Last week I was also able to get my second COVID vaccination. It was so bittersweet. I am so incredibly thankful that my family and I were able to receive the vaccination. I feel a little more comfortable hugging my mom and my other family members that I haven't gotten to hug or grieve with. However, I couldn't help but think it had only been 3 months since my dad passed away. 3 months. 3 more months and he could have been with us getting that vaccination.
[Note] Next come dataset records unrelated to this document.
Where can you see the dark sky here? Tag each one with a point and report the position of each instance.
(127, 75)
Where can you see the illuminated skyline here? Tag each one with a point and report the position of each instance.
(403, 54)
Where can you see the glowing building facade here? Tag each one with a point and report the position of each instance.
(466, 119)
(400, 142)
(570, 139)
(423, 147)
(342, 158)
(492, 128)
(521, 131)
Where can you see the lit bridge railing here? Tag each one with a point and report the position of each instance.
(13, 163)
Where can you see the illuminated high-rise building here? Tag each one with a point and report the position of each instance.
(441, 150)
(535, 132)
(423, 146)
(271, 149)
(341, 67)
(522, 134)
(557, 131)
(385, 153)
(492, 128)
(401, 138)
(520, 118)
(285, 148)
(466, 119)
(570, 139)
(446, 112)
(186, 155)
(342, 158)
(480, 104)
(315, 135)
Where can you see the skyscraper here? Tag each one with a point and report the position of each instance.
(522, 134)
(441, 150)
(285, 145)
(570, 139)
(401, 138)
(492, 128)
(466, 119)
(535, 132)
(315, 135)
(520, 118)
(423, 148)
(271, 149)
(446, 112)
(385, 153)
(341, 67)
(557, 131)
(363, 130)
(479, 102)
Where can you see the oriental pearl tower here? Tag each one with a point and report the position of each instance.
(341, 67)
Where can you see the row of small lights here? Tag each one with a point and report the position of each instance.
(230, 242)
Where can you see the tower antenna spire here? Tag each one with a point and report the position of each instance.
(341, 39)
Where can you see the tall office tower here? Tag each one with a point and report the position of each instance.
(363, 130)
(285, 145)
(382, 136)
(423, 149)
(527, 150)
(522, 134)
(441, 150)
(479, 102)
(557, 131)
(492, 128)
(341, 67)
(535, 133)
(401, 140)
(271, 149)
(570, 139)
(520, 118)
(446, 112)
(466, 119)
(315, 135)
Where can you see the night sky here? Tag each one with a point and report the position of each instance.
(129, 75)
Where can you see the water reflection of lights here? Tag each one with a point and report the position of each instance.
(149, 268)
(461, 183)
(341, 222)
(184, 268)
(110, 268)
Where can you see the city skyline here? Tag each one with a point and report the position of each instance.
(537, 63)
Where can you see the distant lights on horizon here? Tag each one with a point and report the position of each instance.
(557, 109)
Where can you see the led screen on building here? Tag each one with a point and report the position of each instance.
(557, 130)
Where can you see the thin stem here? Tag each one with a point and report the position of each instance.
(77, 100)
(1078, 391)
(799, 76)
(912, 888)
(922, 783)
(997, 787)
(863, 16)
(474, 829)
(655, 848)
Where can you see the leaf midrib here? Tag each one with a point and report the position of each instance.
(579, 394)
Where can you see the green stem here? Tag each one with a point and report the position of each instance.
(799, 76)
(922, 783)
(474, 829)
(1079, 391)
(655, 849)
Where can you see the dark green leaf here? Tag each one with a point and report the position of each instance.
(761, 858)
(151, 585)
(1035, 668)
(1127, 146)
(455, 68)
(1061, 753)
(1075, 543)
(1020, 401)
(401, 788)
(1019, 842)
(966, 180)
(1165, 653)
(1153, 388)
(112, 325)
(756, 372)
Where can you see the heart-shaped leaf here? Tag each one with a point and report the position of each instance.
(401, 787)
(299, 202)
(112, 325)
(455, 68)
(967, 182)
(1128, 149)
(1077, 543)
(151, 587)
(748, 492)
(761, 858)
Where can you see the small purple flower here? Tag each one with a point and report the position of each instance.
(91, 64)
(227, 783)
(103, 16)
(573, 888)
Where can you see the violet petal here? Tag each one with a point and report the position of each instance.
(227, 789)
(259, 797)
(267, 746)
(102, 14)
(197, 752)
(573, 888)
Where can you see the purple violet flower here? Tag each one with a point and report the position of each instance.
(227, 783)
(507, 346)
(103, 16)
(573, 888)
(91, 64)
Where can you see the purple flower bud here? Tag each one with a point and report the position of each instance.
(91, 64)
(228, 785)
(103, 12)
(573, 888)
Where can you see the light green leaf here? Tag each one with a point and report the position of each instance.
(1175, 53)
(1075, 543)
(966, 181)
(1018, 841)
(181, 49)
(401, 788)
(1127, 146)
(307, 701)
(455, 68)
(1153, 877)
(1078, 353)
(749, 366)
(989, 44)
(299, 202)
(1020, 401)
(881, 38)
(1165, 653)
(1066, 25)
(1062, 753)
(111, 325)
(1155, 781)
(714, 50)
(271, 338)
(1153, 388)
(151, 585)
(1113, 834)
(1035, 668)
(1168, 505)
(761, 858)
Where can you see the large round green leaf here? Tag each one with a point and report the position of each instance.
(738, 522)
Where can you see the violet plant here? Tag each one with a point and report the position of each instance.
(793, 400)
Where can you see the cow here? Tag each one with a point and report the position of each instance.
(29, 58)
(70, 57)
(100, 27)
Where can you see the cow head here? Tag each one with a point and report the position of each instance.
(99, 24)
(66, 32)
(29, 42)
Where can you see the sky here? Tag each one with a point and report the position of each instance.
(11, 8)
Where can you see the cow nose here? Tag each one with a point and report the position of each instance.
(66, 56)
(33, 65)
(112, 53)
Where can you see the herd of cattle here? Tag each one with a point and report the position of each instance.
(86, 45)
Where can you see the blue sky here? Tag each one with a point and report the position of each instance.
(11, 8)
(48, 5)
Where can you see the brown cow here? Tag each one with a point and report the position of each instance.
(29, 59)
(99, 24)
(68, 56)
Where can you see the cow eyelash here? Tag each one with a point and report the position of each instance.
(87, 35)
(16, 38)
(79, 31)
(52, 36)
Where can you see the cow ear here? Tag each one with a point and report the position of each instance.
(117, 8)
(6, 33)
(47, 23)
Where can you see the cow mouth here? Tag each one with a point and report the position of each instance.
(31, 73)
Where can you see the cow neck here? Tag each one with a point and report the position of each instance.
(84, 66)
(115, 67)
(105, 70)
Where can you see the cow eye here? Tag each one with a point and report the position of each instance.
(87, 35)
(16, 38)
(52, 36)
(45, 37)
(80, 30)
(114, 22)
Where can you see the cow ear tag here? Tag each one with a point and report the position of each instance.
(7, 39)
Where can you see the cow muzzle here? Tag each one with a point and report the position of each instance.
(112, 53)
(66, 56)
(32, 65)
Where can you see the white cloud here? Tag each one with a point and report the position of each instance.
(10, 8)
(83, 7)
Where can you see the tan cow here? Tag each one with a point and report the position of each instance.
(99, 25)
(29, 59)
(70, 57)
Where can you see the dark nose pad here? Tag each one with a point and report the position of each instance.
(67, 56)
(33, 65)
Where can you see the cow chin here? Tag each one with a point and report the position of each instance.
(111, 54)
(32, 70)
He would be here with my mom at their house and planning trips, playing with my boys, calling and texting us everyday, giving me one of his famous hugs when I'm having a horrible day. Calling just to tell me he loved me and was proud of me. I have thought a lot lately about how quickly things can change and how precious life is. Although right now I am stuck deep in grief, anger, sadness, and depression, I have tried to be intentional about making sure those I love know how I feel about them. My dad never let anything go unsaid and I want to be like that to my kids, husband, friends, and family.

This week and these thoughts kind of sent me down a rabbit hole of looking at pictures and videos and just thinking about what else has changed in the last year. I called my aunt at one point this week in the middle of a breakdown and I think she described it best when she said "we just feel cheated". Cheated out of what could have been. Cheated out of everyday activities that seemed insignificant at the time but mean the world to us now. Cheated out of the last year that we had with my dad that was from a distance to keep each other safe. I found this picture of our family on Thanksgiving of 2019.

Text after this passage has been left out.